We ask: How does the work grow when handling bigger numbers or more bytes?
Scenario Under Consideration
Analyze the time complexity of the following code snippet.
unsigned int swap_endian(unsigned int val) {
return ((val >> 24) & 0x000000FF) |
((val >> 8) & 0x000000FF) |
((val << 8) & 0x0000FF00) |
((val << 24) & 0xFF000000);
}
This code swaps the byte order of a 4-byte integer to convert between big-endian and little-endian.
Identify Repeating Operations
Identify the loops, recursion, array traversals that repeat.
- Primary operation: Bit shifting and masking on each byte of the 4-byte integer.
- How many times: Fixed 4 times, once per byte.

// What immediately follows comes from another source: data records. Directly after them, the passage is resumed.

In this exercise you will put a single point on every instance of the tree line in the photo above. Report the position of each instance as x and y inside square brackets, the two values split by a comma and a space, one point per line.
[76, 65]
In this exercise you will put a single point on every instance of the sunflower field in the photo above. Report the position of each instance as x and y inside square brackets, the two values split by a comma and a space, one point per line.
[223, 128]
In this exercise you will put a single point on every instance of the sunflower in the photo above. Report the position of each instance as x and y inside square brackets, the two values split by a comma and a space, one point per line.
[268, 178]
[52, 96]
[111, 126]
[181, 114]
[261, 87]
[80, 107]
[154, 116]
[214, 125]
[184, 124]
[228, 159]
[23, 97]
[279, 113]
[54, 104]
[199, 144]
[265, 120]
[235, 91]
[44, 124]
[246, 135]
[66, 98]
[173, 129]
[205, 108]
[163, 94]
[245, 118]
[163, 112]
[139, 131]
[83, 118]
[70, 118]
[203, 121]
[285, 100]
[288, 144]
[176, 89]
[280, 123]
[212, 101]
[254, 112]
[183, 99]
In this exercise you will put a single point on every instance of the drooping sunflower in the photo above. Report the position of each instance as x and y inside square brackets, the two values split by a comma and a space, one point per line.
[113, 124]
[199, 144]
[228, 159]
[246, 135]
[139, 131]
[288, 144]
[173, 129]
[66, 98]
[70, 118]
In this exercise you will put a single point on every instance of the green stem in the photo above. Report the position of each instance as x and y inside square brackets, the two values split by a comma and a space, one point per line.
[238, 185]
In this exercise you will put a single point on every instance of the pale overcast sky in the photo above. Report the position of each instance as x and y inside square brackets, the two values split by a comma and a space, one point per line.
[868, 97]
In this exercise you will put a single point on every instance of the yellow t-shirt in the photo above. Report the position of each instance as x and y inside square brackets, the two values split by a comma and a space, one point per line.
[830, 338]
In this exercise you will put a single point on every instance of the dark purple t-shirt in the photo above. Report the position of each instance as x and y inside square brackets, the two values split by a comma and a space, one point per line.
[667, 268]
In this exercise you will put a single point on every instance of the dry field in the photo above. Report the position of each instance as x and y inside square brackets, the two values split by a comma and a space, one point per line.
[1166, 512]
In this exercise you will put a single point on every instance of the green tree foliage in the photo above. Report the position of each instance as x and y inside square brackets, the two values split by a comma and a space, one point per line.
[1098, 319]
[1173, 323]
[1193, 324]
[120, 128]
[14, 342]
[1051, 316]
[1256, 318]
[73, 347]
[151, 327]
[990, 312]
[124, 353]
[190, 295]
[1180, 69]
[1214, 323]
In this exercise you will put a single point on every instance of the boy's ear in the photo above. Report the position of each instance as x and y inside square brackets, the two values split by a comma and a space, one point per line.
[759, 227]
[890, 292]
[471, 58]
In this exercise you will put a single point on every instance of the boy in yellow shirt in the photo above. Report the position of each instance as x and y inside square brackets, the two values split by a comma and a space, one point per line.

How Execution Grows With Input
Each byte requires a fixed set of operations, so as the number of bytes grows, the work grows proportionally.
| Input Size (bytes) | Approx. Operations |
|---|---|
| 4 | 4 sets of shifts and masks |
| 8 | 8 sets of shifts and masks |
| 16 | 16 sets of shifts and masks |
Pattern observation: The work grows linearly with the number of bytes processed.
Final Time Complexity
Time Complexity: O(n)
This means the time to swap bytes grows in direct proportion to the number of bytes in the data.
Common Mistake
[X] Wrong: "Swapping endianness is always a constant time operation regardless of data size."
[OK] Correct: For larger data types or arrays, each byte must be processed, so time grows with data size.
Interview Connect
Understanding how byte order conversion scales helps you write efficient embedded code and shows you can think about performance in low-level tasks.
Self-Check
"What if we needed to swap endianness for an array of integers instead of a single integer? How would the time complexity change?"